Brockman testified that in August 2017, he and the other co-founders gathered to hammer out the terms of a for-profit structure. Ilya Sutskever, OpenAI’s chief scientist at the time, arrived carrying a painting of Tesla as a “symbol of goodwill” in exchange for the actual Tesla Musk had given him a few days earlier. “It felt like (Musk) was buttering us up, right, he wanted us to feel grateful to him,” Brockman told the jury.

When Brockman and Sutskever proposed that they all have equal shares of equity, Musk became silent and finally said, “I decline,” Brockman said. Musk then stood up and “stormed around the table,” he said. “I really thought he was going to kill me.” Musk grabbed the painting and walked out.

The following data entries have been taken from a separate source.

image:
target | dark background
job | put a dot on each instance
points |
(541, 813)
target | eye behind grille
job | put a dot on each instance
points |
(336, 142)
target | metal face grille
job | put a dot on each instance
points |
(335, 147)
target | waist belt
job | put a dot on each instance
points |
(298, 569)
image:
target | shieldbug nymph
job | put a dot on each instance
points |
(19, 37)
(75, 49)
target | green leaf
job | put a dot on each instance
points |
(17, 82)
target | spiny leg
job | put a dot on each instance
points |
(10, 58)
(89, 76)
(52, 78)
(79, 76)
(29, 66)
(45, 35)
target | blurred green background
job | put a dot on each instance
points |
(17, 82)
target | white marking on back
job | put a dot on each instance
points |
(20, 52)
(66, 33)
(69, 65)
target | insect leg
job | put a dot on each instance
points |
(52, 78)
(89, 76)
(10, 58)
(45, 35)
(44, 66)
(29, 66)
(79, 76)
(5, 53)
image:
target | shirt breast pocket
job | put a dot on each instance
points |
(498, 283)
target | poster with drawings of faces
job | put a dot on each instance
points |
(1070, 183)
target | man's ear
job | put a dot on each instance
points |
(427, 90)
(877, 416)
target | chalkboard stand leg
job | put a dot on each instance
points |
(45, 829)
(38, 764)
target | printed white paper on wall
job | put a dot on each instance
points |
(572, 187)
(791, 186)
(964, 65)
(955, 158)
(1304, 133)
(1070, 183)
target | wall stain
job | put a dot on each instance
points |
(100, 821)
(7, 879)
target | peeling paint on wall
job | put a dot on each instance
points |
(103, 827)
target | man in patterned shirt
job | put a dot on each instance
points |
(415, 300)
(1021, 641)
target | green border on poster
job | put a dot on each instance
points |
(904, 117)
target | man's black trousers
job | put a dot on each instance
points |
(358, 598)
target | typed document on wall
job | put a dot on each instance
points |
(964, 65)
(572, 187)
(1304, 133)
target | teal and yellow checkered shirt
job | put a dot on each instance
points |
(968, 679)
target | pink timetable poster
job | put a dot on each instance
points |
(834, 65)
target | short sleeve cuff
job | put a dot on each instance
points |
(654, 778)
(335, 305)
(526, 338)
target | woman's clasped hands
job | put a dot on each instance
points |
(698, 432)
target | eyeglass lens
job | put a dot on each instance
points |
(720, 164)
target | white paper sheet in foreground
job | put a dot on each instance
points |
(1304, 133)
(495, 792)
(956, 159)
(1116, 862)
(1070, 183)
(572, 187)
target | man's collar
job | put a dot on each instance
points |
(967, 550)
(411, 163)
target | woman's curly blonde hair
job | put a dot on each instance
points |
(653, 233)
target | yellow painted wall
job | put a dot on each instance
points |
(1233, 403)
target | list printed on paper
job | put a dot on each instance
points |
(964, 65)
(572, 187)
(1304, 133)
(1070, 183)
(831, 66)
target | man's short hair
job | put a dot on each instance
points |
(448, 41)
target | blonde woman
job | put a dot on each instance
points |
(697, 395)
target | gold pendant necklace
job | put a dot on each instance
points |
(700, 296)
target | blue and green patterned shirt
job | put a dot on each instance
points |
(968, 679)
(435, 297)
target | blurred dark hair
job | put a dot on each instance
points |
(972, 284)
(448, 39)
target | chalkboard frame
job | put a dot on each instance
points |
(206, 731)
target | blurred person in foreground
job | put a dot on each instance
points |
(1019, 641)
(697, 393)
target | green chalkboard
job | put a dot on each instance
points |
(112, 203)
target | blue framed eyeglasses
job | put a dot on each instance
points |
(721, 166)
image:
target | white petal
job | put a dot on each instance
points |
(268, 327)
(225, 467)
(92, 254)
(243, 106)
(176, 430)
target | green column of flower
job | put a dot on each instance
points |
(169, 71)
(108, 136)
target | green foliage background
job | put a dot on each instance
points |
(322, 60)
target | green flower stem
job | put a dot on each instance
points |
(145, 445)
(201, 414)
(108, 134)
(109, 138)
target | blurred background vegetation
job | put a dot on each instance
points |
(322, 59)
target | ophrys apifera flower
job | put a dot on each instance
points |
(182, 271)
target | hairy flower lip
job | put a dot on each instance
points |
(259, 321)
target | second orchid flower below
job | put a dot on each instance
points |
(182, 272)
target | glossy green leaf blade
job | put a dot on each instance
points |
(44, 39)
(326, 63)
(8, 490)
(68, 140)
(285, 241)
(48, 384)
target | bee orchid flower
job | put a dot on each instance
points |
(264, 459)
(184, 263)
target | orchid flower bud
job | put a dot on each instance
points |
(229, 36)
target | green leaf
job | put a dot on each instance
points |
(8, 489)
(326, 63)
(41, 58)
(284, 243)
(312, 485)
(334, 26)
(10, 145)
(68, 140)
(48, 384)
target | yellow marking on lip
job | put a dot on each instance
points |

Brockman said that he later struggled to decide whether to continue building OpenAI with Musk or to part ways. “There was a fork in the road,” he said. “Do we accept Elon’s terms? Or do we reject the terms, he leaves to make his own terms, and then we make our own?”

“The one thing we could not accept was handing him unilateral, complete control over AGI,” Brockman told the jury.

What was Brockman thinking?

In his dramatic baritone, Mollo argued that Brockman was motivated by greed rather than commitment to OpenAI’s nonprofit mission to develop AI that benefits humanity. He said Brockman never invested any money in the company, but now has a stake worth about $30 billion.

Brockman emphasized the characterization of Molo, saying, “Solving for the mission has always been my primary motivation.” “It’s the same today.”